Es war ein kleines Zimmer, mit einer verglasten Wand und mehreren Pulten, auf denen Bildschirme befestigt waren. Auf der anderen Seite der Glasscheibe konnte er sehen, wie sie den Jungen in eine weiße Röhre schoben.
„Detective Amstrong“, stellte sich Ryan kurz vor und hielt dem zuständigen Arzt kurz seine Marke entgegen, ohne den Blick dabei von dem Jungen abzuwenden. „Was haben wir hier, Doc?“
„Einen verstörten jungen Mann, wenn Sie mich fragen“, erwiderte der Doktor. „Da wir über keine Personaldaten verfügen, kann ich Ihnen nicht allzu viel sagen – keine Ahnung, ob wir eine Krankenakte von ihm haben.
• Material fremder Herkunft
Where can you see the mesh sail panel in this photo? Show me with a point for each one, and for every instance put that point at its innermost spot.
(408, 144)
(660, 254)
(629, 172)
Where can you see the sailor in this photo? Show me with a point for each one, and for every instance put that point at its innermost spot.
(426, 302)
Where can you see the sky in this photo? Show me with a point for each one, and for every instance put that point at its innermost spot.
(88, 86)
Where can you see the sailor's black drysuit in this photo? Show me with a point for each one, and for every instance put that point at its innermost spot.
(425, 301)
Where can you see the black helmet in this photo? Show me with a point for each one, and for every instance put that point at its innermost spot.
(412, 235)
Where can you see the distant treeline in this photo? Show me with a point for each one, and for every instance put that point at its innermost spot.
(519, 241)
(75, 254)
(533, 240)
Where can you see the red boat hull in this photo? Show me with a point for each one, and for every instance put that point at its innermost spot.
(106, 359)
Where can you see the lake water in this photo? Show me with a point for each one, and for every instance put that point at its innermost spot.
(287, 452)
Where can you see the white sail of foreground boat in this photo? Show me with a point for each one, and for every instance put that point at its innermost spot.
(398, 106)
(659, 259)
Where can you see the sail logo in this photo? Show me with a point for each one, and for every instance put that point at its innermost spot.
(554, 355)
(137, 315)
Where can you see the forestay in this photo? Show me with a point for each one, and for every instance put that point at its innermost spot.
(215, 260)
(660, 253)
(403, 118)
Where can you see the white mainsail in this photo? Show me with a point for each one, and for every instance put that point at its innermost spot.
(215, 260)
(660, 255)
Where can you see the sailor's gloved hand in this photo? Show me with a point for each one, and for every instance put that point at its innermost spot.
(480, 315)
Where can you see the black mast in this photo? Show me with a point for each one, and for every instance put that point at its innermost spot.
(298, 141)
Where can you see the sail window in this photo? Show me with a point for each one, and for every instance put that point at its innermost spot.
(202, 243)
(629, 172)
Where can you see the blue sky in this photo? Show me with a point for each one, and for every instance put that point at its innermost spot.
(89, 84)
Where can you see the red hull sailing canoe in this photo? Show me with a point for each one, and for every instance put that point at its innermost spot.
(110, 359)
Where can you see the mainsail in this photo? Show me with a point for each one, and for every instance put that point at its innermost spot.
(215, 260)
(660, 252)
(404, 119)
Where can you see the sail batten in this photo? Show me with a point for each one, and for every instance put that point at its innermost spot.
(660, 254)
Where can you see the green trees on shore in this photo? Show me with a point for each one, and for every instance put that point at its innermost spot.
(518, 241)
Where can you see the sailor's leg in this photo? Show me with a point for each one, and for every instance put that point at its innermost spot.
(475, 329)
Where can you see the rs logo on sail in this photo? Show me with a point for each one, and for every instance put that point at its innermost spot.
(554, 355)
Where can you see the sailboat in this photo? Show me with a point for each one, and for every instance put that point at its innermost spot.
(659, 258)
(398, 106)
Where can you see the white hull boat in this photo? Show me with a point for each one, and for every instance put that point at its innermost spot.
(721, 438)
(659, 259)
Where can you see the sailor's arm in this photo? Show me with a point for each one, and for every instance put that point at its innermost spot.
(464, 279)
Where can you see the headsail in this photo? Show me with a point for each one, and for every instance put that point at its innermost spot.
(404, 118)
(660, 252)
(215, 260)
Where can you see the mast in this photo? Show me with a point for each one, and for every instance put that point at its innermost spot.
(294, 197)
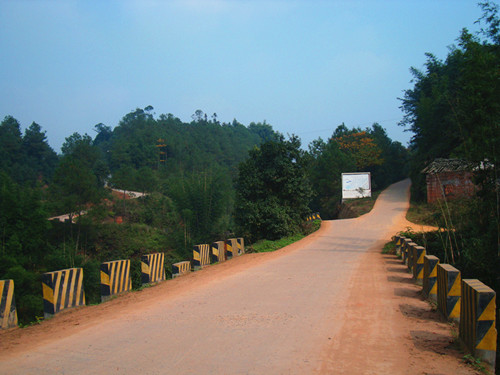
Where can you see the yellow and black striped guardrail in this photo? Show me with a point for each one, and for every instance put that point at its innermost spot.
(231, 248)
(406, 249)
(218, 251)
(314, 216)
(61, 290)
(418, 262)
(430, 276)
(8, 312)
(181, 268)
(115, 278)
(152, 268)
(201, 256)
(449, 291)
(410, 245)
(240, 243)
(398, 240)
(477, 320)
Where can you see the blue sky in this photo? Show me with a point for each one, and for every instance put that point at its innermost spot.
(303, 66)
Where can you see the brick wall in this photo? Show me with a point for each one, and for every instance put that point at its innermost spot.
(453, 184)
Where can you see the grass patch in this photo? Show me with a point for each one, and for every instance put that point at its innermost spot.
(353, 208)
(423, 213)
(265, 246)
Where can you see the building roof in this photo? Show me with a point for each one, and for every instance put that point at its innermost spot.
(449, 165)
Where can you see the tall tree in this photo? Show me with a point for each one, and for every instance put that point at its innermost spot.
(273, 191)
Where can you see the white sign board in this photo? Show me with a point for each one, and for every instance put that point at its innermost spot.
(356, 185)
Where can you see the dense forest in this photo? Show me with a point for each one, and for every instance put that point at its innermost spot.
(453, 111)
(204, 181)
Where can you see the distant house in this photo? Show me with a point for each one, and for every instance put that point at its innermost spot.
(449, 179)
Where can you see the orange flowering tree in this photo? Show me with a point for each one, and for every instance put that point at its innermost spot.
(362, 147)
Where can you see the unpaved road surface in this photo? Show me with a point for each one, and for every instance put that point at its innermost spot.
(329, 304)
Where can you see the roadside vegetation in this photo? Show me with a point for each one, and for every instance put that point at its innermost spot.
(454, 112)
(204, 181)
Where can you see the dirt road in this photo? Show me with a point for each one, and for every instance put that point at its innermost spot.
(329, 304)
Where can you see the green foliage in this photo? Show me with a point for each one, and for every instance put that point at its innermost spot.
(453, 111)
(273, 191)
(326, 165)
(352, 150)
(264, 246)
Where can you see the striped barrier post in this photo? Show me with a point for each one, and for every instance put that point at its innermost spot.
(62, 290)
(477, 320)
(115, 278)
(218, 251)
(430, 276)
(181, 268)
(231, 248)
(8, 312)
(448, 278)
(240, 243)
(201, 256)
(152, 268)
(418, 262)
(313, 216)
(406, 246)
(410, 245)
(398, 240)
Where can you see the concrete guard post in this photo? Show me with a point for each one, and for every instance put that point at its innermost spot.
(218, 251)
(240, 243)
(181, 268)
(449, 291)
(410, 246)
(61, 290)
(406, 249)
(477, 320)
(430, 276)
(8, 312)
(398, 240)
(152, 268)
(201, 256)
(115, 278)
(418, 262)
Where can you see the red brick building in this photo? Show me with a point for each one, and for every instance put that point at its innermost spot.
(449, 179)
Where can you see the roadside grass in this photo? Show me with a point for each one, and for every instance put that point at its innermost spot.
(423, 213)
(265, 246)
(353, 208)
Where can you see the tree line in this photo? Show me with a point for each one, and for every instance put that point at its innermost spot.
(453, 110)
(204, 180)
Wir schätzen ihn auf Anfang zwanzig, vielleicht auch etwas jünger.“
„Was ist mit seinen fehlenden Erinnerungen?“
„Detective, wir nennen so etwas retrograde Amnesie. Der Junge ist im Grunde fitt im Kopf, kann Hauptstädte den Ländern zuordnen, weiß im Grunde wie die Welt funktioniert. Nur persönliche Erinnerungen, Daten und Fakten sind für ihn nicht erreichbar; angefangen vom Namen, bis hin zu Freunden und Familie. In den meisten Fällen können sich die Betroffenen nach geraumer Zeit wieder erinnern.“
„Wie wird so etwas verursacht?“ Ryan war neugierig, dieser Junge war möglicherweise doch interessant genug.
„Das kann verschiedene Ursachen haben, ein Schlag auf den Kopf oder einfach schon genug psychischer Stress – je nachdem wie der Betroffene gestrickt ist, wenn Sie mich verstehen.“ Er zuckte mit den Schultern. „Wir haben Blutproben genommen, das Ergebnis sollte nicht allzu lange auf sich warten lassen.“
Ryan seufzte und nickte schließlich. „Gut, das ist ja schon mal ein Anfang.“
Ein Assistenzarzt reichte dem Doktor eine blaue Plastikschale. „Ach ja, ganz vergessen“, sagte der Arzt und reiche sie an Ryan weiter. In der Plastikschale befand sich nichts, außer einem schmalen, weißen Bändchen.
Ryan runzelte die Stirn. „Was ist das?“
„Das hatte Ihr Freund um sein Handgelenk. Er konnte sich nicht daran erinnern es angelegt zu haben, aber das war ja zu erwarten. Was ich hingegen wesentlich interessanter finde, ist der Aufdruck.“ Er blickte kurz auf das Band und dann wieder zu Ryan. „Vielleicht sollten Sie es sich mal ansehen, Detective. Ich bin mir sicher, dass Sie das interessieren wird.“
Ryan nahm einen Plastikhandschuh an, den ihm einer der Assistenzärzte reichte und schlüpfte mit der rechten Hand hinein. Vorsichtig nahm er das Bändchen und musterte es von beiden Seiten. Mit schwarzer Schrift hatte man etwas darauf gedruckt.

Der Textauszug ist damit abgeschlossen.